I have seen exactly one model that charges more for longer contexts: https://ai....

lostmsu · 2026-02-16T22:41:22 1771281682

They just do averaging. Imagine a quadratic pricing structure. Who'd want to deal with it?

TZubiri · 2026-02-17T07:35:56 1771313756

I guess 1.0001 ^2 is quadratic too, but note how it really only charges you 1.5x for more output tokens. Even if cost were quadratic with output length here, we are talking about a very small difference, nothing like the quadratic cost structure proposed by OP:

>Pop quiz: at what point in the context length of a coding agent are cached reads costing you half of the next API call? By 50,000 tokens, your conversation’s costs are probably being dominated by cache reads.

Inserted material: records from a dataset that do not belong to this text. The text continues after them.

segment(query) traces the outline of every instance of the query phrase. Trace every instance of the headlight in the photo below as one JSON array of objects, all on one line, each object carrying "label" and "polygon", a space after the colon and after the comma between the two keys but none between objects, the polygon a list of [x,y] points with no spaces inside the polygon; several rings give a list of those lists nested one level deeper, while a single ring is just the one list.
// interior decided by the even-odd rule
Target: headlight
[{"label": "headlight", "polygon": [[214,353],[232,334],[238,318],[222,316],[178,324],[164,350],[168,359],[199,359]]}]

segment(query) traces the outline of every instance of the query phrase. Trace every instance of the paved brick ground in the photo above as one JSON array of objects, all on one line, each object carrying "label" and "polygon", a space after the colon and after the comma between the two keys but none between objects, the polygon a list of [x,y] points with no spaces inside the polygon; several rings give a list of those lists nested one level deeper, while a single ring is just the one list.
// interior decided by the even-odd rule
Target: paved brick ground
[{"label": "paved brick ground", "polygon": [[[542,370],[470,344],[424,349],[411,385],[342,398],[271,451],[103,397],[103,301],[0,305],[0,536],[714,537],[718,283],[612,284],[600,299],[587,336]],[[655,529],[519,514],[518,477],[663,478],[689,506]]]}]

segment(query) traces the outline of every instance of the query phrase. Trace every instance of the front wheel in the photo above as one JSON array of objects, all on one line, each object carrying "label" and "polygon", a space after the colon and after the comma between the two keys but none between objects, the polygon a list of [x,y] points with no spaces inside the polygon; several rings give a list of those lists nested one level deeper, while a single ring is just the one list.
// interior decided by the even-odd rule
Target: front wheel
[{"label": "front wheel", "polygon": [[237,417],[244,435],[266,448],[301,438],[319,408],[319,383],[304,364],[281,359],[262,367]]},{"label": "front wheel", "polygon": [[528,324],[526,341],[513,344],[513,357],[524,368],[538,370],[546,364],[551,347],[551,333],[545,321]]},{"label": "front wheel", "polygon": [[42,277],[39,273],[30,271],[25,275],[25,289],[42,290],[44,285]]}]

These are two different cost components, and the one you bring up is minor, OP is talking about a cost that at 1M output tokens, would cause the cost to be 20x per token. You are talking about a cost that at 1M output tokens would cost 1.5x, different things.

The first is an imperfection of the API encapsulation, the latter may be a natural cost phenomenon related to the internals of the state of the state of the art algorithms

lostmsu · 2026-02-17T11:33:21 1771328001

What are you talking about? The cost is quadratic in total conversation length in tokens.